In stereo matching, CNNs have traditionally served as the predominant architectures. Although Transformer-based stereo models have been studied recently, their performance still lags behind CNN-based stereo models due to the inherent data scarcity issue in the stereo matching task. In this paper, we propose Masked Image Modeling Distilled Stereo matching model, termed MaDis-Stereo, that enhances locality inductive bias by leveraging Masked Image Modeling (MIM) in training Transformer-based stereo model. Given randomly masked stereo images as inputs, our method attempts to conduct both image reconstruction and depth prediction tasks. While this strategy is beneficial to resolving the data scarcity issue, the dual challenge of reconstructing masked tokens and subsequently performing stereo matching poses significant challenges, particularly in terms of training stability. To address this, we propose to use an auxiliary network (teacher), updated via Exponential Moving Average (EMA), along with the original stereo model (student), where teacher predictions serve as pseudo supervisory signals to effectively distill knowledge into the student model. State-of-the-arts performance is achieved with the proposed method on several stereo matching such as ETH3D and KITTI 2015. Additionally, to demonstrate that our model effectively leverages locality inductive bias, we provide the attention distance measurement.
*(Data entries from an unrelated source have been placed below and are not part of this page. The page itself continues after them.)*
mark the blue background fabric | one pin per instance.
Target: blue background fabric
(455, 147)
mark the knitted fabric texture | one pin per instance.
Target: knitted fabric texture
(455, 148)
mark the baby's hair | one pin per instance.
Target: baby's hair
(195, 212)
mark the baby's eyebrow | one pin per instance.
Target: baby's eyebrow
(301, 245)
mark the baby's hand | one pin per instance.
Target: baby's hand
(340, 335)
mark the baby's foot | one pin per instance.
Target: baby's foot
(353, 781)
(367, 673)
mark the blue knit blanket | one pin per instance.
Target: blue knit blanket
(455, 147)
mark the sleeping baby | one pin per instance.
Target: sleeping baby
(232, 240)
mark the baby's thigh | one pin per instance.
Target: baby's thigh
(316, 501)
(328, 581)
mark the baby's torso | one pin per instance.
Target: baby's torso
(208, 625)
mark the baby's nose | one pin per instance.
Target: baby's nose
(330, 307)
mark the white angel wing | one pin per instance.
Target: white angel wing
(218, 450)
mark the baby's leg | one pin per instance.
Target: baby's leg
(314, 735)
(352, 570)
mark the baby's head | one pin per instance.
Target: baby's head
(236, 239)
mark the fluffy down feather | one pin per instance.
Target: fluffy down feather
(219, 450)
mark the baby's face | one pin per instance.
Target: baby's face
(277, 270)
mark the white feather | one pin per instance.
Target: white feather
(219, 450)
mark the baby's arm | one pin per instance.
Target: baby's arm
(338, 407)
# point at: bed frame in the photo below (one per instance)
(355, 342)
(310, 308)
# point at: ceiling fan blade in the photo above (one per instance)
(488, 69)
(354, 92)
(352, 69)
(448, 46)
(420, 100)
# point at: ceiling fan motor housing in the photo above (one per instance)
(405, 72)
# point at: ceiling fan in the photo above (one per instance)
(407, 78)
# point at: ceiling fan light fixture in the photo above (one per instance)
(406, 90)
MaDis-Stereo: Enhanced Stereo Matching via Distilled Masked Image Modeling

TL;DR

MaDis-Stereo tackles data scarcity in Transformer-based stereo depth estimation by injecting locality inductive bias through Masked Image Modeling (MIM) and stabilizing training with a teacher–student EMA distillation framework. The method masks stereo image patches, reconstructs them with cross-view attention, and simultaneously predicts disparities, while the teacher provides dense pseudo-disparities to complement sparse ground-truth labels. Key contributions include the dual-network architecture with EMA updating, a calibrated masking ratio of 40%, and the use of pseudo disparity maps to guide learning, yielding state-of-the-art results on KITTI 2015 and ETH3D and improved locality focus as evidenced by attention-distance analyses. This approach enhances the applicability of Transformer-based stereo models in data-limited scenarios and offers a practical pathway to more accurate dense depth prediction in real-world settings.

Abstract

In stereo matching, CNNs have traditionally served as the predominant architectures. Although Transformer-based stereo models have been studied recently, their performance still lags behind CNN-based stereo models due to the inherent data scarcity issue in the stereo matching task. In this paper, we propose Masked Image Modeling Distilled Stereo matching model, termed MaDis-Stereo, that enhances locality inductive bias by leveraging Masked Image Modeling (MIM) in training Transformer-based stereo model. Given randomly masked stereo images as inputs, our method attempts to conduct both image reconstruction and depth prediction tasks. While this strategy is beneficial to resolving the data scarcity issue, the dual challenge of reconstructing masked tokens and subsequently performing stereo matching poses significant challenges, particularly in terms of training stability. To address this, we propose to use an auxiliary network (teacher), updated via Exponential Moving Average (EMA), along with the original stereo model (student), where teacher predictions serve as pseudo supervisory signals to effectively distill knowledge into the student model. State-of-the-arts performance is achieved with the proposed method on several stereo matching such as ETH3D and KITTI 2015. Additionally, to demonstrate that our model effectively leverages locality inductive bias, we provide the attention distance measurement.
Paper Structure (24 sections, 4 equations, 5 figures, 5 tables)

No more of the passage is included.